Today we published a story examining the aftermath of a double-murder case that Ravens star Ray Lewis was charged in back in 2000. His murder charges were ultimately dropped, and he pleaded to a misdemeanor obstruction of justice charge, while two co-defendants were acquitted of murder. But the issue still resonates for Lewis and the families of the two men killed in a brawl outside an Atlanta club. Read the story here.
We spoke today with another aunt of Richard Lollar, one of the men killed in the brawl, as well as former Ravens kicker Matt Stover. Here's what they had to say:
Like Richard Lollar's mother, aunt Cindy Lollar-Owens spoke highly of Richard's skills as a barber. One time, she said, he cut into a man's hair a house, a window, and a person inside the window.
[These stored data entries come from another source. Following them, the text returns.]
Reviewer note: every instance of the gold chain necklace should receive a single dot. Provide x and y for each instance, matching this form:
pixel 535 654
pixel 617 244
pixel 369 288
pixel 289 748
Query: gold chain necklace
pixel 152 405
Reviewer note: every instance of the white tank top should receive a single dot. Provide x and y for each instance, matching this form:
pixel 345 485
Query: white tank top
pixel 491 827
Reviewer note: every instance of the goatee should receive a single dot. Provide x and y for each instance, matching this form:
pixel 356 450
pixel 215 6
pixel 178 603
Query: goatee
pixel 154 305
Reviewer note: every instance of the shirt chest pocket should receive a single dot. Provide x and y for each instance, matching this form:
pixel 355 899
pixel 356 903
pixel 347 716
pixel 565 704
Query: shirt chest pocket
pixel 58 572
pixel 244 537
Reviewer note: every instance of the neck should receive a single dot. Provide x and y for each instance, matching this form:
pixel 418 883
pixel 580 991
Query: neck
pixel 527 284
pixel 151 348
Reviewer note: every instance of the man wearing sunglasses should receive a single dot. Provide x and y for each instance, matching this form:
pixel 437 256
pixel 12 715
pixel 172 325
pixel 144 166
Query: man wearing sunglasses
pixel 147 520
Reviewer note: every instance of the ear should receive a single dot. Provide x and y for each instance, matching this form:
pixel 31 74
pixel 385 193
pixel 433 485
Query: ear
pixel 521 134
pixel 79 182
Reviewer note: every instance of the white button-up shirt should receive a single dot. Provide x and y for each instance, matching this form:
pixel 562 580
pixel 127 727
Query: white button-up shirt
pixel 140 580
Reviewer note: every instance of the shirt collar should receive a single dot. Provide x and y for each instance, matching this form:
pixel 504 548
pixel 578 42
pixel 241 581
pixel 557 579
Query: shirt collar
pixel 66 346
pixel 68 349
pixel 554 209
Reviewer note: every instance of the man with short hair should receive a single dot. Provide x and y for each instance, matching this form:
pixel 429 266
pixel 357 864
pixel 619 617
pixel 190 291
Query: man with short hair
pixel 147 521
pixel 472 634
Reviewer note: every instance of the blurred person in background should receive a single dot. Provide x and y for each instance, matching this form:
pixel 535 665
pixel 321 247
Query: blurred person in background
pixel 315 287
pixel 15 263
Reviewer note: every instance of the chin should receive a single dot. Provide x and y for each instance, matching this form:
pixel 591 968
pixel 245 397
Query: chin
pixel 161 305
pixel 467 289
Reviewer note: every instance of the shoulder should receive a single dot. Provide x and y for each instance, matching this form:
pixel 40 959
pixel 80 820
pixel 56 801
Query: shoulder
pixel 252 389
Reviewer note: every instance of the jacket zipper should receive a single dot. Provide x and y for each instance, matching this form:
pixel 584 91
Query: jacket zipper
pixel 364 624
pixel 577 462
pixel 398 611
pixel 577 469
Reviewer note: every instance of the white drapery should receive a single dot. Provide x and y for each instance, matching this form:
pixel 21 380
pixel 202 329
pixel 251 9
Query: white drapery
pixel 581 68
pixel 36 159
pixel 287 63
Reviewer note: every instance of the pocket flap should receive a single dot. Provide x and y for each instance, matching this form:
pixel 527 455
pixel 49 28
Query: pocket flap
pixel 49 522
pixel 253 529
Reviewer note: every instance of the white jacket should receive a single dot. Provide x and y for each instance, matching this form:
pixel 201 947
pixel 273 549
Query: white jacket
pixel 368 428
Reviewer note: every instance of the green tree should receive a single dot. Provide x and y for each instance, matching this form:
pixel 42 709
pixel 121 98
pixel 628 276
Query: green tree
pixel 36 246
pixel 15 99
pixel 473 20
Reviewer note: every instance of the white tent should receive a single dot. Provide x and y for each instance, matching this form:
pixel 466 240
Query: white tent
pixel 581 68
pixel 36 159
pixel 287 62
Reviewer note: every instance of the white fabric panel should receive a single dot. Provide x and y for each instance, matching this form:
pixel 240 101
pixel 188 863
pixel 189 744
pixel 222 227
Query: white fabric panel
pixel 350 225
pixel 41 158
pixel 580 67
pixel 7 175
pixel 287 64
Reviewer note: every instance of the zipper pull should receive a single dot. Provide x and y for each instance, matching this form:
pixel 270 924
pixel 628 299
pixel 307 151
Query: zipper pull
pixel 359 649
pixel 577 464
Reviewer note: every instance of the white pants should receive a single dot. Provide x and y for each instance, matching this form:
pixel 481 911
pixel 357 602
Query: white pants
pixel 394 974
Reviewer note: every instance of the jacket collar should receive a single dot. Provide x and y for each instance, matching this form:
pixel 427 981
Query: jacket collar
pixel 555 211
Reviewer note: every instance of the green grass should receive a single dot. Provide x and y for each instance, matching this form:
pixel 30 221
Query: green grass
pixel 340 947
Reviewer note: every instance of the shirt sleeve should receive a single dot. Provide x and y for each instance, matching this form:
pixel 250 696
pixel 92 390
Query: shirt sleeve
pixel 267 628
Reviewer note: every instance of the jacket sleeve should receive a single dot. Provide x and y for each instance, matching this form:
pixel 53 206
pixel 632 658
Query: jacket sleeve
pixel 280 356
"You have people who want to cut hair, but they're not an artist," like Richard was, Lollar-Owens said.
Since the case in 2000, Lollar-Owens has been one of the most outspoken family members. She says she helped raise Richard and knew him very well. She still resents Lewis.
"He's playing and everyone is getting on with their lives, and we're living with a void in our lives because we don't have our nephew," Lollar-Owens said.
Lewis announced recently that he will retire after the playoffs. The linebacker said he wanted to spend more time with his children, especially Ray Lewis III, who will reportedly start playing football for the University of Miami this year.
"He has the chance to see his son, go to his games," Lollar-Owens said. "We don't have that chance."
For Stover, who played with Lewis for several years, there was no question that Lewis was innocent.
"The world is going to always persecute, but the people around you, what they believe," is what’s important, Stover said. "We trust and we believe him."
As Lewis himself and other Ravens have said, Stover believes that the experience changed the player for the better.
"I do think there are certain points in our lives that force us to change," Stover said. “I think this was definitely a pivotal point in Ray Lewis' life. He went from a boy to a man."
Instead of hanging around with people who would drag him down, Lewis began choosing his friends more carefully, Stover said.
When Lewis gave the team the news that he had been charged, Stover said the other players unanimously supported him.
"It was, 'Man, I'm so glad to see you, we love you man,'" Stover recalled. '"Let’s move on as a team.'"
Stover also wanted the world to know that Lewis is primarily motivated by his Christian faith, and that he would carry that with him after retiring from the sport.
"Ray wants to use that for His glory," Stover said of Lewis' talents on the field. "Not for his own."